Tagliava ghigliottina ancora teste a farfalle
e due ali enormi indossavo al dirupo.
Il cesto ritraeva inorridito le mani.
Se vuoi volare, se vuoi fuggire non ti stare vicino al caldo del Sole.
Ehi! Ritagliato a cubetti la luna posava quel Muro una notte d’estate.
Correre, correre luccicavano le baionette in baleni parole
del Mondo scucito dalle sue bramosie:
 
 
(Scocca l’ora, è questa. No.\Fra qualche istante verrà a beccare\l’avvoltoio.)
 

Signore, tra le mie rovine è il cuore.
Signore, io non so più che parole scolpiscono il dolore.

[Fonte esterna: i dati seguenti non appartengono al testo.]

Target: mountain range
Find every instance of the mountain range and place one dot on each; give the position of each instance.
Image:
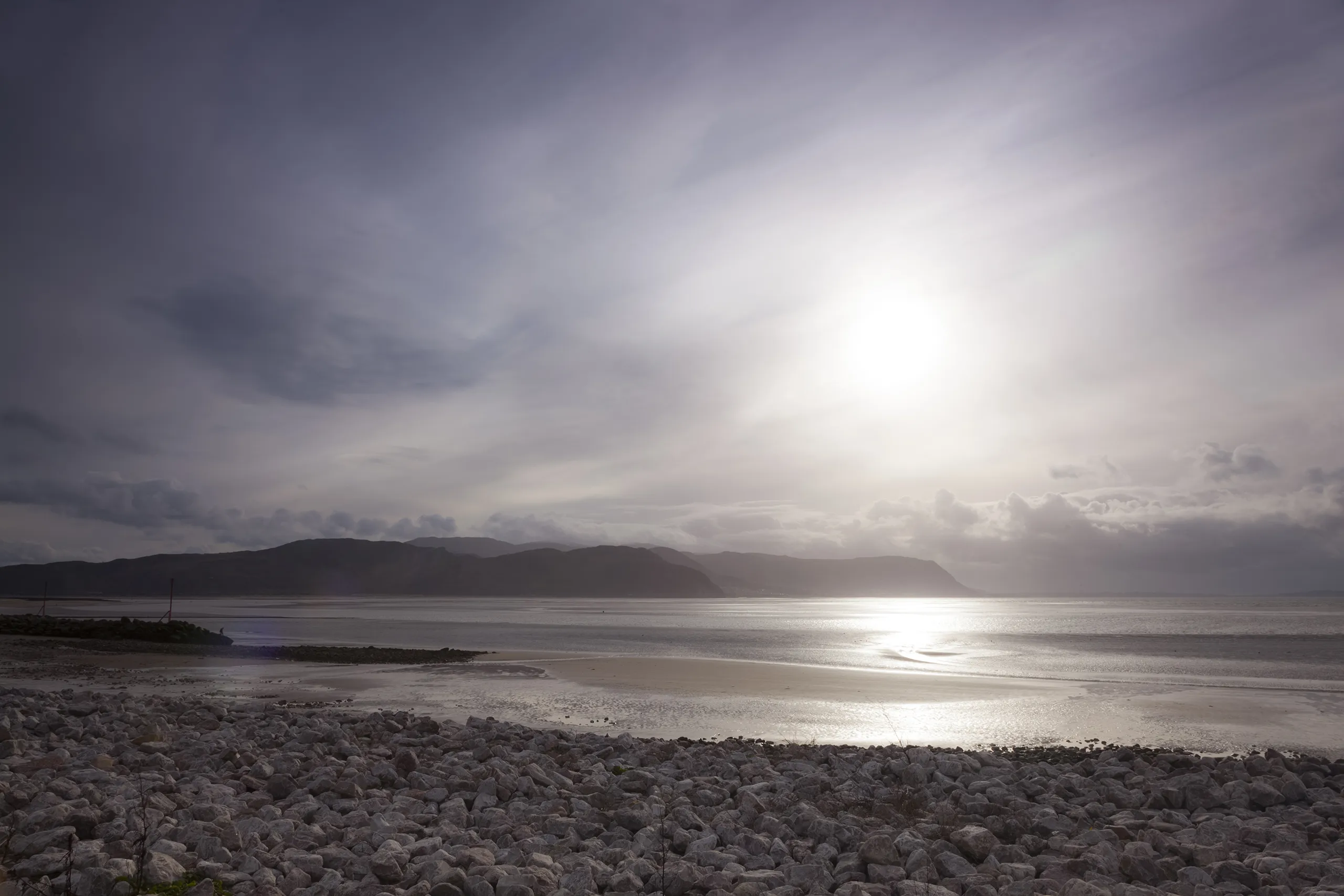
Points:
(768, 574)
(479, 567)
(353, 566)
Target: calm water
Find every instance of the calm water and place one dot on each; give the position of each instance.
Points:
(1214, 673)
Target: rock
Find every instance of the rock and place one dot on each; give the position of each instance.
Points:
(1140, 870)
(406, 762)
(280, 786)
(952, 866)
(975, 842)
(678, 879)
(1263, 794)
(886, 873)
(1078, 887)
(879, 849)
(162, 868)
(580, 882)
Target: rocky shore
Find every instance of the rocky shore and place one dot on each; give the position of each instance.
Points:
(318, 801)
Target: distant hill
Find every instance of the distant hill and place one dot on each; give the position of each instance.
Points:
(768, 574)
(857, 578)
(353, 566)
(487, 547)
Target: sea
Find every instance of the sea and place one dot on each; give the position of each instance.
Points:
(1217, 675)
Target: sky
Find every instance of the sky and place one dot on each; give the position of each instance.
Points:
(1050, 293)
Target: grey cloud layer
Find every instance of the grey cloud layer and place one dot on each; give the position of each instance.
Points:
(555, 265)
(1206, 536)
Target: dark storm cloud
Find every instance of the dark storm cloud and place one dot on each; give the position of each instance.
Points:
(34, 424)
(159, 504)
(303, 351)
(515, 260)
(1221, 465)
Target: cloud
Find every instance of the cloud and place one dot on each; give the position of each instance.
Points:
(162, 504)
(1096, 468)
(1102, 539)
(14, 553)
(108, 498)
(25, 421)
(519, 530)
(303, 351)
(1246, 461)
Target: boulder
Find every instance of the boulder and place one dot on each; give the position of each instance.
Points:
(975, 842)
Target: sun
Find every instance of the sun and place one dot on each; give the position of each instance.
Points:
(890, 347)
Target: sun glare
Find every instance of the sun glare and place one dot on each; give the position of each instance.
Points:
(893, 347)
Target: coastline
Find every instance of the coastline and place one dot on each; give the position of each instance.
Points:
(326, 801)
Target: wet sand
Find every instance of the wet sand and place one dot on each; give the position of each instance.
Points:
(784, 681)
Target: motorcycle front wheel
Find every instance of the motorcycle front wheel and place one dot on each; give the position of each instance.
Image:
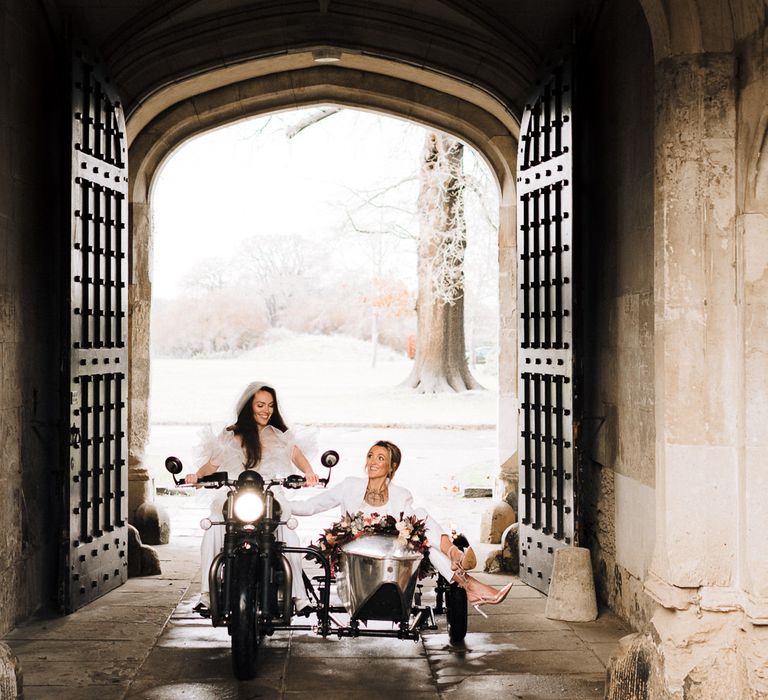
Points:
(245, 618)
(456, 612)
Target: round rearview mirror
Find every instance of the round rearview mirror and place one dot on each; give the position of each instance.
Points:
(173, 465)
(329, 459)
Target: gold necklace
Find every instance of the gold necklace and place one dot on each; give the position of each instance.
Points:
(376, 498)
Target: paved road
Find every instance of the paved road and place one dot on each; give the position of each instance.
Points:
(143, 642)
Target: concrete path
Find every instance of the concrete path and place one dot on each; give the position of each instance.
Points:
(143, 641)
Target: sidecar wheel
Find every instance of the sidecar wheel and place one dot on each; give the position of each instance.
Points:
(245, 617)
(456, 613)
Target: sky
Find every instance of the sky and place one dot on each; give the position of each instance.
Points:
(250, 178)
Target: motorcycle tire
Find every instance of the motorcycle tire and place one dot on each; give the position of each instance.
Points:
(245, 618)
(456, 613)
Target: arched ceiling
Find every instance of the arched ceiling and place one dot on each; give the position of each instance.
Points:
(164, 51)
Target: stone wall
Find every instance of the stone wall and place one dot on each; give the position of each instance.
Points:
(30, 220)
(615, 114)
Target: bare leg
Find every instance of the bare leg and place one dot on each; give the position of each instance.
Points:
(480, 593)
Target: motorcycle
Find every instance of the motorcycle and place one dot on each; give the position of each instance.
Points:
(251, 578)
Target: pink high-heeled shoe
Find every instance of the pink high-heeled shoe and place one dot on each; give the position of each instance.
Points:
(466, 582)
(482, 600)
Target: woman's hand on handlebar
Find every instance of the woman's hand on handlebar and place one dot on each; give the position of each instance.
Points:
(311, 479)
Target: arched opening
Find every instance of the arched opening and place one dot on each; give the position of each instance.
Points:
(493, 138)
(285, 273)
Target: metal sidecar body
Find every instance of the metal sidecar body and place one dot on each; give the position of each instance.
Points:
(377, 578)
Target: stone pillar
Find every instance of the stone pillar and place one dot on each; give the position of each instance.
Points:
(503, 510)
(505, 488)
(701, 642)
(752, 231)
(140, 484)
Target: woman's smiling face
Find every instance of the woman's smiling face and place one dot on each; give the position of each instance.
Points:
(263, 405)
(377, 462)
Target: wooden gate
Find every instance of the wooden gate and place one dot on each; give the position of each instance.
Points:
(545, 328)
(94, 538)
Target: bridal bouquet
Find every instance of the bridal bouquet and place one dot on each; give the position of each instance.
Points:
(409, 530)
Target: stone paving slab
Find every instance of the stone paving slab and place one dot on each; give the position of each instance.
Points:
(144, 642)
(524, 686)
(507, 661)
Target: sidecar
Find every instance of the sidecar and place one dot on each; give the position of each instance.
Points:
(377, 580)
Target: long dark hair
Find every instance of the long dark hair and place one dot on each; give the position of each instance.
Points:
(248, 430)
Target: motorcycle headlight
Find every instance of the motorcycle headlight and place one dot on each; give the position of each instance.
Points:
(249, 506)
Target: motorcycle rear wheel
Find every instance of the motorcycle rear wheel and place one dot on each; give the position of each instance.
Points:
(245, 618)
(456, 612)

Signore! Non è sazio lo stomaco del nulla!
Ma una polvere stride sommessa costanti:
“I fucili del signor Tse-Tse riappariranno sempre uguali,
nella sua esagerata uguaglianza raddoppia il peso delle stazioni,
triplica il prezzo del grano, selezionerà naturalmente gerarchi
sogneranno fuochi a salve nel sonno della guerra fuori tempo.”

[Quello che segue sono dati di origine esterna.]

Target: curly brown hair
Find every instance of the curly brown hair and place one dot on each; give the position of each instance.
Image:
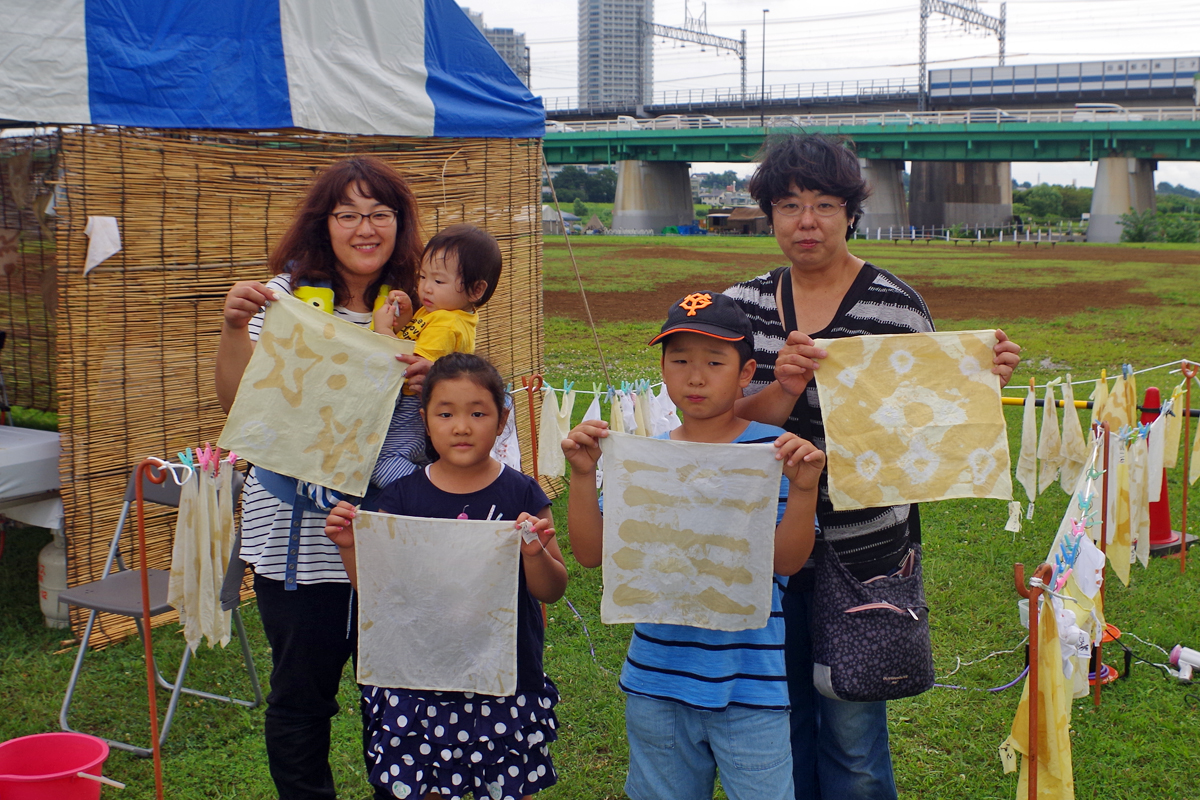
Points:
(814, 162)
(305, 250)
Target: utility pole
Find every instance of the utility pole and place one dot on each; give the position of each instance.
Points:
(967, 12)
(695, 30)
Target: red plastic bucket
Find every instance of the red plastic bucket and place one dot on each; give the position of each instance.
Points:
(46, 765)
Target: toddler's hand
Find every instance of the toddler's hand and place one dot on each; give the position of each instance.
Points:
(541, 527)
(582, 445)
(340, 524)
(803, 462)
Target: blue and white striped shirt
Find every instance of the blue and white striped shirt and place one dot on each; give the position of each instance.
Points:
(714, 669)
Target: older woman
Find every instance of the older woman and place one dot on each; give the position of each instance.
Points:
(813, 191)
(355, 230)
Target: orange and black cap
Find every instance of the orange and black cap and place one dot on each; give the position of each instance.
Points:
(708, 313)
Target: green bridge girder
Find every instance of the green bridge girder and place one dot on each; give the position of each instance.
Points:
(1163, 140)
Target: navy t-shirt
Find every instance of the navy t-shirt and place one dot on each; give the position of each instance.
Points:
(505, 498)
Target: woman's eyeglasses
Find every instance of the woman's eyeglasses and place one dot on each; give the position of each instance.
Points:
(793, 209)
(353, 218)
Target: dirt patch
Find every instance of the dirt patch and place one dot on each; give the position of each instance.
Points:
(946, 302)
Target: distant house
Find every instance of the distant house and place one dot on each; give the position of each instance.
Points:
(747, 220)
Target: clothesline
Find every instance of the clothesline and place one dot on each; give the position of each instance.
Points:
(1092, 380)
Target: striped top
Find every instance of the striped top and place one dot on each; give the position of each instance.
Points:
(714, 669)
(868, 541)
(265, 519)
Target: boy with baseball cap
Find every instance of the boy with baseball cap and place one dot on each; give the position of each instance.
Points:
(701, 701)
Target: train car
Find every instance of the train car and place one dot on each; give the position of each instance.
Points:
(1077, 80)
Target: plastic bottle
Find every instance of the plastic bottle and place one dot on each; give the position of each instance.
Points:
(52, 578)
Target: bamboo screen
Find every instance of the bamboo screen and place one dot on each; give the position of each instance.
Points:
(198, 210)
(28, 290)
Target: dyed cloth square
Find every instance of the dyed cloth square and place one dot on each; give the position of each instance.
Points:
(316, 398)
(437, 603)
(689, 533)
(912, 417)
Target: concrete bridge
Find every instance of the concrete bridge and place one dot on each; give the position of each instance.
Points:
(960, 158)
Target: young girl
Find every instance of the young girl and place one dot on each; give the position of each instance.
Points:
(436, 745)
(459, 272)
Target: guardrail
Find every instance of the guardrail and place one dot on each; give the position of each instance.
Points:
(973, 116)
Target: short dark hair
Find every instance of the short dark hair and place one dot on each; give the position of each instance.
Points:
(478, 253)
(814, 162)
(465, 365)
(305, 250)
(744, 349)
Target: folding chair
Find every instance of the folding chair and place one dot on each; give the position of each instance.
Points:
(119, 591)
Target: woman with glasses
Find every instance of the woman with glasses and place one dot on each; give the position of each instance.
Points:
(813, 191)
(354, 232)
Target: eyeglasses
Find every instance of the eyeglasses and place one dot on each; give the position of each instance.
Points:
(793, 209)
(353, 218)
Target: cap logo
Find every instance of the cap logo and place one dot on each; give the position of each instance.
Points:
(694, 302)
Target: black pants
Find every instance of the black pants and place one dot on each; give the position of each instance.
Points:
(312, 632)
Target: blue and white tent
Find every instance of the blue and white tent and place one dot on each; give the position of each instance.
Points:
(393, 67)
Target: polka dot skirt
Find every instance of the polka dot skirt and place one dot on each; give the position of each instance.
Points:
(456, 743)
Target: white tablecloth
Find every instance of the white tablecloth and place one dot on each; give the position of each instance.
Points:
(29, 476)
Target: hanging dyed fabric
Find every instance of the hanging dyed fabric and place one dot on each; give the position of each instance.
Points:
(1174, 434)
(616, 417)
(642, 413)
(1074, 446)
(593, 413)
(437, 603)
(1049, 443)
(550, 451)
(508, 446)
(1120, 540)
(1027, 459)
(665, 416)
(628, 415)
(912, 417)
(204, 535)
(1055, 773)
(1139, 499)
(1156, 450)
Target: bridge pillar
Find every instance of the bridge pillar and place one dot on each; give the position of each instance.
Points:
(652, 194)
(887, 205)
(960, 192)
(1122, 185)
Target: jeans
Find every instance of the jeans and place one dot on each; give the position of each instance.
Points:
(312, 632)
(675, 751)
(839, 749)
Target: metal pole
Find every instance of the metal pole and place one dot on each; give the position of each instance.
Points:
(762, 80)
(1000, 34)
(923, 86)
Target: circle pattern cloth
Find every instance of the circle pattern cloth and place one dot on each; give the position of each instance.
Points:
(459, 743)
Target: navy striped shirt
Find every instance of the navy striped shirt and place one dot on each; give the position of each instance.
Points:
(714, 669)
(868, 541)
(265, 519)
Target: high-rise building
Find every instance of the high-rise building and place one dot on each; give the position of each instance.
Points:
(616, 66)
(507, 42)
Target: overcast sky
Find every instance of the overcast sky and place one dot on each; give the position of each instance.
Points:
(810, 42)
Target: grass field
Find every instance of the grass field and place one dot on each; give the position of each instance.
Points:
(1077, 308)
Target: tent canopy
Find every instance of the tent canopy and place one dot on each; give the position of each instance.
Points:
(391, 67)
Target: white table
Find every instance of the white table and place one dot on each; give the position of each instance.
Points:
(29, 476)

Mi trovano ragazzo le grida vendetta,
l’abc entusiasta di gloriosa cavalleria
è lanciata contro i panzer del signor No.
 
 
(Né avanza qualcosa della mia coscienza\Ma tutto, tutto si frantuma in sterco!)
 
 
Lotta di classe ribolliva nei cartelli e tracce di Pollicino,
ad arte lasciate nel fumo del sonno, riportarono indietro
le lame sguainate da spalle. Imparai a, coprirmi di stracci
nel risucchio del soffio, trovare il costante respiro
che seccava aurore nel prato:in moto con me
verso foibe già pronte ti volevo, mia dolce, ma non sapevo.

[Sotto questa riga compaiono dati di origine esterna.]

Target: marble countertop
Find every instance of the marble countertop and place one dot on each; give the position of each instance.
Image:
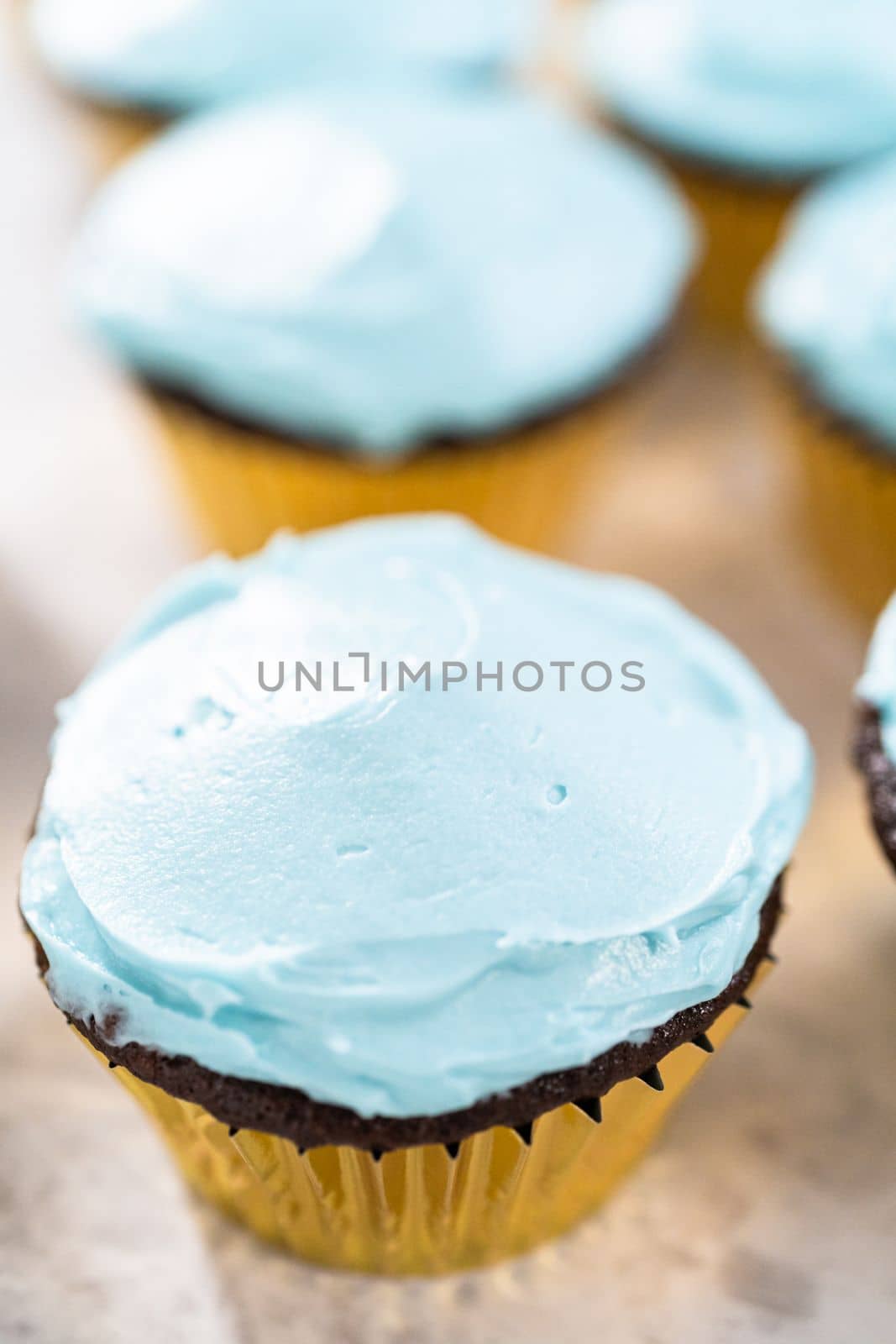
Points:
(768, 1213)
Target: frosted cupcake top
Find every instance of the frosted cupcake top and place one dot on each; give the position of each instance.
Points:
(763, 87)
(399, 897)
(828, 299)
(181, 54)
(878, 685)
(378, 270)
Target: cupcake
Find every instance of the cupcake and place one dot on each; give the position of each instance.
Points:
(136, 62)
(826, 306)
(407, 879)
(750, 100)
(355, 304)
(875, 743)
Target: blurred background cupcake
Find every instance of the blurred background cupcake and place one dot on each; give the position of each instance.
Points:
(410, 974)
(383, 302)
(136, 62)
(826, 307)
(750, 100)
(875, 743)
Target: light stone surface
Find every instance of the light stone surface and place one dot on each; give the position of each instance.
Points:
(768, 1213)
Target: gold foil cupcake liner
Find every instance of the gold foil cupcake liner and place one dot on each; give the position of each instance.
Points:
(524, 488)
(434, 1209)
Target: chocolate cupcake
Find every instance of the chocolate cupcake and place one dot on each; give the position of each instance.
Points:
(875, 743)
(374, 302)
(407, 880)
(137, 62)
(750, 100)
(826, 306)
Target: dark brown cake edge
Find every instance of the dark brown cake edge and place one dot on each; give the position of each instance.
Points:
(291, 1115)
(879, 773)
(600, 390)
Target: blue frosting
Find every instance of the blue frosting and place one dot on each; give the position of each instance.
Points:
(403, 900)
(878, 685)
(765, 87)
(828, 299)
(181, 54)
(376, 270)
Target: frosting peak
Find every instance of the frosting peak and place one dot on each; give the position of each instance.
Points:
(773, 87)
(828, 297)
(405, 900)
(371, 270)
(184, 54)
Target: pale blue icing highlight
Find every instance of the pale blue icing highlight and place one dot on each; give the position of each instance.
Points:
(187, 54)
(828, 297)
(781, 87)
(406, 900)
(878, 685)
(378, 270)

Spiegasse ora la termodinamica come cambiare questo verso:
 

(Quanto ti ho amata non conta\nè rimane un poco delle mie illusioni
\ma tutto, tutto si dissolve in niente)
 
 
Mi spiegasse qualcuno come dirmi che
nel vuoto morire di bruco fluisce la mia tenerezza,
senza rimpianto, senza disciplina,senza furie tra i capelli,
posso solo giocare a roulette,
scoordinato da Dio posso solo lottare, tra lame al confronto,
di favilla brillare sull’orlo di un blob.
 
 
Ma ti volevo, mia dolce e niente sapevo!